Ein positives Schnelltestergebnis wird aber – egal ob falsch-positiv oder nicht – nicht dem RKI gemeldet. Wenn eine Person ein positives Schnelltestergebnis erhält, wird dieses zwar dem zuständigen Gesundheitsamt mitgeteilt, und der Betroffene hat sich in Quarantäne zu begeben. Jedoch muss das Antigen-Schnelltestergebnis durch einen anschließenden PCR-Test bestätigt werden. Ein falsch-positiver Antigentest ist beim anschließenden PCR-Test, nach den aktuell vorliegenden Daten des RKI, mit sehr hoher Wahrscheinlichkeit negativ. Nur wenn dieser ebenfalls positiv ist, meldet das Gesundheitsamt die betreffende Person dem Robert Koch-Institut als „Neuinfektion“. Erst dann hat der positive Test Einfluss auf die Inzidenz.

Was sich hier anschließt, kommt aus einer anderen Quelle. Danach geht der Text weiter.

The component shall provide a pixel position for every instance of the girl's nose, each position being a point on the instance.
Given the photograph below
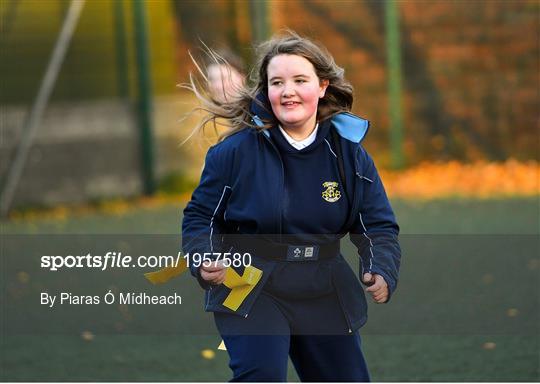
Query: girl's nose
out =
(288, 90)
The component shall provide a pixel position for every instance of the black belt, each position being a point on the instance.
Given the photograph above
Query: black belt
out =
(284, 252)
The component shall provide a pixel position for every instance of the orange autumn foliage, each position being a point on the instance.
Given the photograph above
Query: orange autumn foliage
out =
(478, 180)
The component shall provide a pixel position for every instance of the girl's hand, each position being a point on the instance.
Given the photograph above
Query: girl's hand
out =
(377, 287)
(214, 273)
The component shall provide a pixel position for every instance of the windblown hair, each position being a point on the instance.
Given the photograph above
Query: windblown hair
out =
(236, 114)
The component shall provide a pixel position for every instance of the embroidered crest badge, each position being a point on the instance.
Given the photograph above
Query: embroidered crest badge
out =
(331, 193)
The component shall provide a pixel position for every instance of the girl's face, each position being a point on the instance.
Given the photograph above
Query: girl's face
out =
(294, 91)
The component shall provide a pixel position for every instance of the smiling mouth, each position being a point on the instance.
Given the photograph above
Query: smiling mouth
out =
(290, 104)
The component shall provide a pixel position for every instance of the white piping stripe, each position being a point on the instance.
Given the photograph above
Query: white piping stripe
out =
(370, 242)
(212, 219)
(363, 177)
(329, 146)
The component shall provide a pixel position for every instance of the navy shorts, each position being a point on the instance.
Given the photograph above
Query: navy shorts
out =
(313, 332)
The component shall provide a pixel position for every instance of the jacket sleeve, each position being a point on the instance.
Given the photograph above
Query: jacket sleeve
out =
(375, 230)
(203, 215)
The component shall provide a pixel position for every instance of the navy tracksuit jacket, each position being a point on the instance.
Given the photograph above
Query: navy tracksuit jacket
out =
(241, 192)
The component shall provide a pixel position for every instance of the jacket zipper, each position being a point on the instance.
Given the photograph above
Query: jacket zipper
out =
(282, 185)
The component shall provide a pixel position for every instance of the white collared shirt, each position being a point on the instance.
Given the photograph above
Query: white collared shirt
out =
(300, 144)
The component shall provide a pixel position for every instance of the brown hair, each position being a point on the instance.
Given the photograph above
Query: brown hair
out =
(236, 114)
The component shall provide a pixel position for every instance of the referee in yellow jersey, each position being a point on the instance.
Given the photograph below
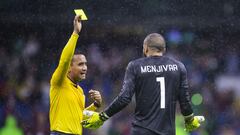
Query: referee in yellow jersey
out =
(67, 100)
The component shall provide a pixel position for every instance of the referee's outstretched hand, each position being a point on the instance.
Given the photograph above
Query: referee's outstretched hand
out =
(77, 24)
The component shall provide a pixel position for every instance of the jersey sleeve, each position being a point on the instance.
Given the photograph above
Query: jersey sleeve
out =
(65, 60)
(184, 95)
(125, 96)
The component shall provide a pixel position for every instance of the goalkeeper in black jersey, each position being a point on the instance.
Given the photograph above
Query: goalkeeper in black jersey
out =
(158, 82)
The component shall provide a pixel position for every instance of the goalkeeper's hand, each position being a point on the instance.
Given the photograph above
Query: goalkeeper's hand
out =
(95, 121)
(193, 123)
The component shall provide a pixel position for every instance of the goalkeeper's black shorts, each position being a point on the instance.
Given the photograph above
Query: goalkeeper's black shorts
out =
(137, 130)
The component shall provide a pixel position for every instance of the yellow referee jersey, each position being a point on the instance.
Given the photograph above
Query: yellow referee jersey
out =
(67, 100)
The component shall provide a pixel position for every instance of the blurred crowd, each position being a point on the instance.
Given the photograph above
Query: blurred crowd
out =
(26, 65)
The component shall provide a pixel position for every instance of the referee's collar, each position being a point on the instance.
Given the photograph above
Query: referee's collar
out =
(74, 84)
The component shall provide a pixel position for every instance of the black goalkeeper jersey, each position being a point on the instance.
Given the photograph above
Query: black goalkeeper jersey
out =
(158, 82)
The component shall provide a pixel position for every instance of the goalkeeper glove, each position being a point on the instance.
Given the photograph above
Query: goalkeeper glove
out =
(193, 122)
(95, 121)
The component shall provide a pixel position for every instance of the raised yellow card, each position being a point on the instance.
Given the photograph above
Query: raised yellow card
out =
(81, 13)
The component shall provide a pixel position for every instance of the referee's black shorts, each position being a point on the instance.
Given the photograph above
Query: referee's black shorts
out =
(137, 130)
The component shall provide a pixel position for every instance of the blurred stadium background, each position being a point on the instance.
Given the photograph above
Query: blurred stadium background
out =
(203, 34)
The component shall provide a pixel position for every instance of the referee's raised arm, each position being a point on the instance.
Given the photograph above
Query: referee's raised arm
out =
(67, 53)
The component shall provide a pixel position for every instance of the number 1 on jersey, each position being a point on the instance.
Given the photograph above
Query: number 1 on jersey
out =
(161, 80)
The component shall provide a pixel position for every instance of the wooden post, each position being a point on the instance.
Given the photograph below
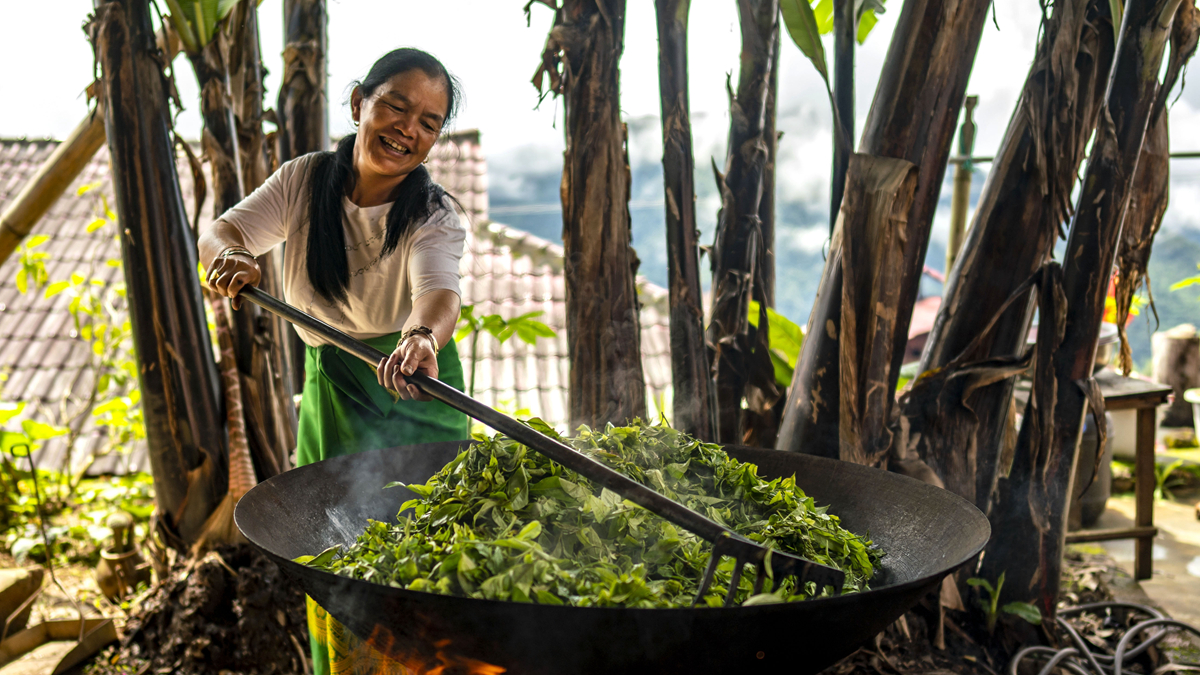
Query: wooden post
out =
(960, 199)
(689, 357)
(1021, 209)
(844, 34)
(47, 184)
(1144, 508)
(300, 111)
(604, 344)
(185, 430)
(1176, 363)
(742, 368)
(1033, 509)
(913, 117)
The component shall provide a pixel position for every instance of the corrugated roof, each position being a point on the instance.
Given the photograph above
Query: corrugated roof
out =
(505, 272)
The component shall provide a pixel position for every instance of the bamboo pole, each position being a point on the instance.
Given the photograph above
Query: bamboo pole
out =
(844, 33)
(960, 201)
(59, 171)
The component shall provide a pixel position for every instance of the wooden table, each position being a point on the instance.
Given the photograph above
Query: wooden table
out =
(1129, 393)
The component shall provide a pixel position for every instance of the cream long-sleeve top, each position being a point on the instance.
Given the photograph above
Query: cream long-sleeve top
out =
(382, 288)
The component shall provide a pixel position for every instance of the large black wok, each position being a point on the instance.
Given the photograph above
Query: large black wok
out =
(925, 531)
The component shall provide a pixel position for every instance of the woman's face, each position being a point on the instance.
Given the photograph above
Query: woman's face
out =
(399, 123)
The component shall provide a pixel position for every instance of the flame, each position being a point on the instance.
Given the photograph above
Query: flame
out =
(412, 662)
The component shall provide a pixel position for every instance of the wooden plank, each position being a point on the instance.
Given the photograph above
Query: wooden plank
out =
(1144, 514)
(1110, 535)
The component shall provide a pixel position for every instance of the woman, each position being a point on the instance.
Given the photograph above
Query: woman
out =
(373, 249)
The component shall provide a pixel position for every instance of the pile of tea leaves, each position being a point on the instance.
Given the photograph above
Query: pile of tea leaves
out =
(502, 521)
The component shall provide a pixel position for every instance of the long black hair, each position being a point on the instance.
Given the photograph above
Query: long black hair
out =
(415, 198)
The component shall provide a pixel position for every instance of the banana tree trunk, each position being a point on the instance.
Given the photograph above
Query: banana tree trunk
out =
(689, 358)
(1032, 506)
(185, 429)
(913, 118)
(300, 113)
(1147, 204)
(954, 418)
(742, 366)
(605, 382)
(268, 387)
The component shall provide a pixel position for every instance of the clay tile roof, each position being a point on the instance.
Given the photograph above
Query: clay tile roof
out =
(505, 272)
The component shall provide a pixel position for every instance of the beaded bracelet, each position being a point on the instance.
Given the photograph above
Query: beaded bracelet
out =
(235, 251)
(420, 330)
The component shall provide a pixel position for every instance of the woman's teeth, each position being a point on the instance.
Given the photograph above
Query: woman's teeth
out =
(394, 145)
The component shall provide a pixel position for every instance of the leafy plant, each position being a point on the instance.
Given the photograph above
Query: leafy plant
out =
(807, 21)
(1167, 477)
(526, 327)
(504, 523)
(990, 603)
(786, 339)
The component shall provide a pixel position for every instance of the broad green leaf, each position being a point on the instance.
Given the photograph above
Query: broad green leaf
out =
(57, 287)
(1024, 610)
(40, 430)
(10, 410)
(111, 406)
(981, 583)
(823, 15)
(802, 27)
(11, 440)
(865, 24)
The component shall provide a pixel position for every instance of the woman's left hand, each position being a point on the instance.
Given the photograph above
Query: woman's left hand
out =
(412, 354)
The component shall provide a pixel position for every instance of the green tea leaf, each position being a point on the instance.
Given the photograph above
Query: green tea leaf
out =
(1024, 610)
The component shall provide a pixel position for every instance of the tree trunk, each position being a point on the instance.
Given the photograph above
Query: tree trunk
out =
(689, 357)
(913, 118)
(844, 34)
(1032, 507)
(879, 195)
(1151, 184)
(185, 430)
(1021, 210)
(604, 341)
(300, 113)
(742, 366)
(267, 383)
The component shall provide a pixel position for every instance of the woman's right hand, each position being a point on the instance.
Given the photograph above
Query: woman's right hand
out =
(229, 274)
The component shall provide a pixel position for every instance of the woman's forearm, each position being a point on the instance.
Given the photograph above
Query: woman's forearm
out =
(437, 310)
(217, 238)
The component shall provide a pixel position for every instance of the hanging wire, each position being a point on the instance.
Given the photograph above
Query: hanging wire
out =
(1085, 658)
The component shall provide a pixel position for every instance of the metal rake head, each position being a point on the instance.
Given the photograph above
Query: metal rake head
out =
(780, 563)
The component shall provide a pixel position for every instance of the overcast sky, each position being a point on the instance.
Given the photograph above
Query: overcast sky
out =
(489, 46)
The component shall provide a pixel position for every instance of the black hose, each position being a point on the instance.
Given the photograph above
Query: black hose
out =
(1081, 658)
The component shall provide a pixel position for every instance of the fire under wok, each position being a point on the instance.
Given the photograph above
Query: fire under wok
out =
(924, 531)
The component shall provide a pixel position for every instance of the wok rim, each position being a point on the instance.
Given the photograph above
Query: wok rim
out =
(984, 535)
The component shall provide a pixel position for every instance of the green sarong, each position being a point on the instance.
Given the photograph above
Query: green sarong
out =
(346, 411)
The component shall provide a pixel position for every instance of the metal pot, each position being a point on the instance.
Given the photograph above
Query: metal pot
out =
(925, 532)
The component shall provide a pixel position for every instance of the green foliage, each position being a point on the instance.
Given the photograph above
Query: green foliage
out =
(502, 521)
(75, 529)
(807, 21)
(197, 21)
(1165, 478)
(786, 339)
(526, 327)
(990, 603)
(97, 321)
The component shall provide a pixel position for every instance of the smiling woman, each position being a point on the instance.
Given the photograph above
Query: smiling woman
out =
(372, 248)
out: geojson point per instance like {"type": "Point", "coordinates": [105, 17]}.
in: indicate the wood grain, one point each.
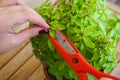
{"type": "Point", "coordinates": [27, 69]}
{"type": "Point", "coordinates": [6, 57]}
{"type": "Point", "coordinates": [16, 62]}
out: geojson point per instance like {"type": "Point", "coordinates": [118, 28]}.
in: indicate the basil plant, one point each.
{"type": "Point", "coordinates": [89, 24]}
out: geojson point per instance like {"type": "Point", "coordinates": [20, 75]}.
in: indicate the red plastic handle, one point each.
{"type": "Point", "coordinates": [78, 62]}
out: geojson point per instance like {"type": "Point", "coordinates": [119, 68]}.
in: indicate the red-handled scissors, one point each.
{"type": "Point", "coordinates": [75, 59]}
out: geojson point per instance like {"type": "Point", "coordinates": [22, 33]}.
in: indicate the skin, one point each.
{"type": "Point", "coordinates": [12, 13]}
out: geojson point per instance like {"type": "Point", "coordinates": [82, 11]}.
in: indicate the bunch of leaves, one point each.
{"type": "Point", "coordinates": [89, 24]}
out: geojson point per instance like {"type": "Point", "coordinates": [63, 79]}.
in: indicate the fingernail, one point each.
{"type": "Point", "coordinates": [43, 31]}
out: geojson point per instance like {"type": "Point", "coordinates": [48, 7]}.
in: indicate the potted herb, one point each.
{"type": "Point", "coordinates": [89, 24]}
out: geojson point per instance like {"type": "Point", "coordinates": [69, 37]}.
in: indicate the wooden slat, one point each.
{"type": "Point", "coordinates": [16, 62]}
{"type": "Point", "coordinates": [27, 69]}
{"type": "Point", "coordinates": [38, 74]}
{"type": "Point", "coordinates": [6, 57]}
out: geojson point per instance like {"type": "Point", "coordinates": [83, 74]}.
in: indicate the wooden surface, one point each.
{"type": "Point", "coordinates": [21, 64]}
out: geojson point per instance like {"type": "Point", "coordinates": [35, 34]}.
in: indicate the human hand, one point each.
{"type": "Point", "coordinates": [12, 13]}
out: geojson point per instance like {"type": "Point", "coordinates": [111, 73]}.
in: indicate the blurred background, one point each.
{"type": "Point", "coordinates": [21, 64]}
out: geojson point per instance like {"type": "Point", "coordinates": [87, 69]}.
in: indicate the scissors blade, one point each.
{"type": "Point", "coordinates": [63, 42]}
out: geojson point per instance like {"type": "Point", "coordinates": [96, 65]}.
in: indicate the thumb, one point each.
{"type": "Point", "coordinates": [27, 34]}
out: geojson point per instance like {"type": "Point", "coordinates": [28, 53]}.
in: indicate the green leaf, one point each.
{"type": "Point", "coordinates": [50, 45]}
{"type": "Point", "coordinates": [88, 42]}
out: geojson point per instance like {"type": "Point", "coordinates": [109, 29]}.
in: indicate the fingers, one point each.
{"type": "Point", "coordinates": [10, 2]}
{"type": "Point", "coordinates": [21, 14]}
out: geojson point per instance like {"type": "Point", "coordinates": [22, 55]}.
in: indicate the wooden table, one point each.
{"type": "Point", "coordinates": [21, 64]}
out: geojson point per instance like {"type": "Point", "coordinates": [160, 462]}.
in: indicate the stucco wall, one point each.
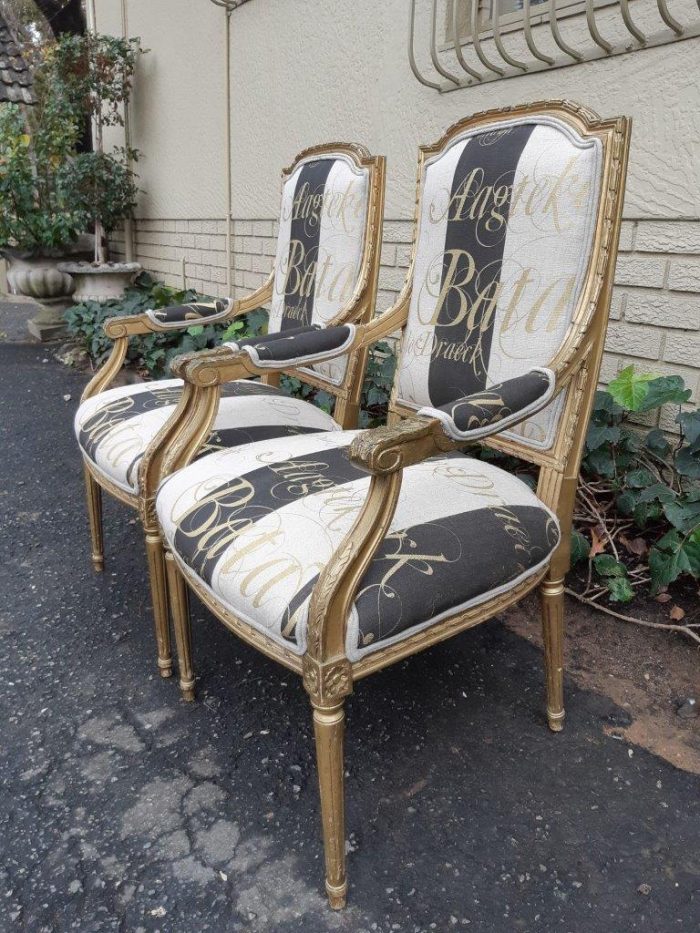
{"type": "Point", "coordinates": [311, 71]}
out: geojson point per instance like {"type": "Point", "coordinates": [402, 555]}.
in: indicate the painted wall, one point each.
{"type": "Point", "coordinates": [309, 71]}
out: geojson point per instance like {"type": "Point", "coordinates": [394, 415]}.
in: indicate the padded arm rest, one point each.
{"type": "Point", "coordinates": [179, 316]}
{"type": "Point", "coordinates": [297, 346]}
{"type": "Point", "coordinates": [494, 409]}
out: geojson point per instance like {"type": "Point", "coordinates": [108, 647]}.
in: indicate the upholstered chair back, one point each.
{"type": "Point", "coordinates": [504, 242]}
{"type": "Point", "coordinates": [320, 246]}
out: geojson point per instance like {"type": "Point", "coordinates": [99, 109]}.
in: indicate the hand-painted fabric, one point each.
{"type": "Point", "coordinates": [496, 408]}
{"type": "Point", "coordinates": [257, 525]}
{"type": "Point", "coordinates": [319, 248]}
{"type": "Point", "coordinates": [179, 316]}
{"type": "Point", "coordinates": [503, 246]}
{"type": "Point", "coordinates": [115, 427]}
{"type": "Point", "coordinates": [297, 347]}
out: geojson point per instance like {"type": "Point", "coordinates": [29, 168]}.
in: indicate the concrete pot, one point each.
{"type": "Point", "coordinates": [37, 277]}
{"type": "Point", "coordinates": [100, 281]}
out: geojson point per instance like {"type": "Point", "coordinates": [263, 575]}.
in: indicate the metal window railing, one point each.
{"type": "Point", "coordinates": [531, 39]}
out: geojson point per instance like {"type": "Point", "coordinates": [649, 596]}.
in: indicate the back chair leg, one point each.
{"type": "Point", "coordinates": [552, 594]}
{"type": "Point", "coordinates": [329, 726]}
{"type": "Point", "coordinates": [159, 600]}
{"type": "Point", "coordinates": [180, 606]}
{"type": "Point", "coordinates": [93, 493]}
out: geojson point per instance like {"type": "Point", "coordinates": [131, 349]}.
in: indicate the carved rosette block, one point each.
{"type": "Point", "coordinates": [326, 684]}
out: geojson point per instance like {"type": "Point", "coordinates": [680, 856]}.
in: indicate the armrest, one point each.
{"type": "Point", "coordinates": [298, 347]}
{"type": "Point", "coordinates": [393, 448]}
{"type": "Point", "coordinates": [201, 312]}
{"type": "Point", "coordinates": [174, 317]}
{"type": "Point", "coordinates": [256, 356]}
{"type": "Point", "coordinates": [495, 409]}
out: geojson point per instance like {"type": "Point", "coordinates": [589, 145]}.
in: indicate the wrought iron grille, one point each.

Was bedeuten Prävalenz und Inzidenz?

Unter der Prävalenz versteht man die gesamte Anzahl von Krankheitsfällen in einem betrachteten Teil der Bevölkerung zu einem bestimmten Zeitpunkt oder während eines bestimmten Zeitraums. Die Prävalenz einer bestimmten Erkrankung wird meist als Prozentsatz angegeben (Anteil der erkrankten Personen an der Gesamtbevölkerung).

Die Prävalenz gibt also Aufschluss über bestehende Fälle, die Inzidenz hingegen informiert über neu auftretende Fälle. In einer Bevölkerungsgruppe von 10.000 Personen sind 500 Personen von einer bestimmten Erkrankung „neu“ betroffen.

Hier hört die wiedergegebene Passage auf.